Его манера говорить отличалась от обычной болтовни психиатров, он был сносен. Помнится, он внушал мне, что надо «освободить себя от привязанности»: попахивало буддизмом. Что мне освобождать? Я сам привязанность. Будучи существом эфемерным, я, соответственно своей природе, привязался к тому, что эфемерно, – тезис не нуждался в комментариях. А будь я вечным, добавил я для поддержания беседы, непременно привязался бы к чему-нибудь вечному. С теми из пострадавших, кого преследовали кошмары и страх смерти, его метод якобы хорошо срабатывал. «Это не ваши мучения, в действительности вы не страдаете; это призрачная боль, она существует лишь в вашем воображении», – говорил он им, и люди в конце концов верили.

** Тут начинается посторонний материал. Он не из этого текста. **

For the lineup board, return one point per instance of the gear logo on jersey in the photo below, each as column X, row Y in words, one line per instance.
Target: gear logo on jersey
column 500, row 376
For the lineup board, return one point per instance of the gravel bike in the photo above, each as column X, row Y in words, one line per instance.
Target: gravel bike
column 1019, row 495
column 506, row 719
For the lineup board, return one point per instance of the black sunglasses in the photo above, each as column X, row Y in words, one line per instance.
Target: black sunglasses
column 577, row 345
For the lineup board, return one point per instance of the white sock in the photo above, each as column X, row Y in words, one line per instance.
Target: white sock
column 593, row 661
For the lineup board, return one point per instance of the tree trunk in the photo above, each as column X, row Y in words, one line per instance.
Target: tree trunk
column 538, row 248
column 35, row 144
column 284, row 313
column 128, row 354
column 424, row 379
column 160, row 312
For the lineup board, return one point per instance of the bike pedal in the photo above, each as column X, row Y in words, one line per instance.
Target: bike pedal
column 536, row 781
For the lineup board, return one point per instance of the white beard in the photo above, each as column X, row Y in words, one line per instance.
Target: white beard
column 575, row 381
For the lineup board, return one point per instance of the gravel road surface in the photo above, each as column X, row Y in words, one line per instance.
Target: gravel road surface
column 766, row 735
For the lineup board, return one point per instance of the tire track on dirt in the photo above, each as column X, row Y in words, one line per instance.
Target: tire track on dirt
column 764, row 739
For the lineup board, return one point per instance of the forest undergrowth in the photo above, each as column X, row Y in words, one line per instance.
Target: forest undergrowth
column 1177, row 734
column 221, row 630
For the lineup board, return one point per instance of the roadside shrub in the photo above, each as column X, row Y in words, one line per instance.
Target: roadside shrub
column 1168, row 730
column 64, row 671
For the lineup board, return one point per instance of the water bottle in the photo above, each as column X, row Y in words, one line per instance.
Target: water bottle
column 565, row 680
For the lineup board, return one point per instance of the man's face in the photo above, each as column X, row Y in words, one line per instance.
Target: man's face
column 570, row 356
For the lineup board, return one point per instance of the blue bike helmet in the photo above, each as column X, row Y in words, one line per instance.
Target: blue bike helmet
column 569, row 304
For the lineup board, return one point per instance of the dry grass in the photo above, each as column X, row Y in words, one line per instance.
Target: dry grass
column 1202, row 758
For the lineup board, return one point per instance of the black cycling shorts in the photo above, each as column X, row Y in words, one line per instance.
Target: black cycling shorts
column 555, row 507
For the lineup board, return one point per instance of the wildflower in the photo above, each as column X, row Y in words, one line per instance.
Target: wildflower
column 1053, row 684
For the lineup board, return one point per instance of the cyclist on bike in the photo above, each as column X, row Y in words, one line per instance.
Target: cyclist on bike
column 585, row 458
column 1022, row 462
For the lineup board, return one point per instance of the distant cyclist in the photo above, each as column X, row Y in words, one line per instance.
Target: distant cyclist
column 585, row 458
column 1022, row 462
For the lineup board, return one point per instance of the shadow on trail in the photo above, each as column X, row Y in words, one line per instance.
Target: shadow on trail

Трудно сказать, когда именно я стал понимать, что произошло, сознание возвращалось короткими вспышками. А потом наступал долгий период – по правде говоря, такие периоды бывают и сейчас, – когда Валери и не думала умирать. Одно время я мог растягивать его до бесконечности без малейших усилий. Помню, когда впервые возникли трудности и я по-настоящему ощутил бремя реальности: это случилось сразу после визита Жана Ива. Встречу с ним я перенес тяжело, он оживлял воспоминания, от которых мне трудно было отмахнуться; прощаясь, я не сказал ему, чтоб он заходил еще.
Приход Мари Жанны, напротив, принес облегчение. Она говорила мало, рассказала, что делается на работе; я сразу объявил ей, что не собираюсь возвращаться, потому что переселяюсь в Краби. Она молча кивнула. «Не беспокойся, – сказал я ей, – все будет хорошо». Она посмотрела на меня с сочувствием; странно, но, кажется, она мне поверила.
Самой тяжелой была, конечно, встреча с родителями Валери; психиатр, по-видимому, объяснил им, что у меня случаются периоды неприятия действительности, – в результате мать Валери рыдала почти без остановки, отец тоже чувствовал себя неловко. Они пришли, кроме всего прочего, уладить некоторые практические вопросы, принесли чемодан с моими вещами. Они полагали, что я не собираюсь возвращаться в квартиру в XIII округе. «Разумеется, разумеется, – сказал я, – там видно будет»; и мать Валери снова заплакала.
В больнице жизнь течет сама собой, человеческие потребности в основном все удовлетворены. Я снова стал включать «Вопросы для чемпиона», это единственное, что я смотрел, новости меня теперь не интересовали нисколько. Другие проводили перед телевизором целые дни. Меня это не привлекало: слишком мелькает. Я считал, что если сохранять спокойствие и думать как можно меньше, то все в конце концов уладится.
Однажды апрельским утром я узнал, что, оказывается, и впрямь уладилось и что меня скоро выпишут, каковое обстоятельство я воспринял скорее как осложнение: придется искать комнату в гостинице, в нейтральной среде. Хорошо хоть, у меня были деньги. «Надо видеть все с лучшей стороны», – сказал я медсестре. Она удивилась: я заговорил с ней впервые.
Против неприятия действительности, объяснил мне психиатр во время нашей последней встречи, не существует конкретного лечения, здесь нарушена не психика, а представление о мире. Все это время он держал меня в клинике только потому, что опасался попыток самоубийства – они нередко случаются, если пациент внезапно осознает реальность; но теперь я вне опасности. «Ах, вот оно что», – сказал я.
Через неделю после выписки я улетел в Бангкок. Определенных планов я не имел. Были бы мы нематериальными, мы бы довольствовались солнцем в небе. В Париже слишком отчетливо выражена смена времен года, она источник постоянной суеты и волнений. В Бангкоке солнце встает в шесть и в шесть садится, а в означенном промежутке движется по неизменной траектории. Говорят, тут бывает период муссонов, но я его ни разу не заставал. Городская суета присутствует, но причины ее мне толком неясны, она – как естественная среда. Здешние жители наверняка имеют свою судьбу, свою жизнь, насколько позволяет уровень доходов; но я знал о ней не больше, чем о жизни леммингов.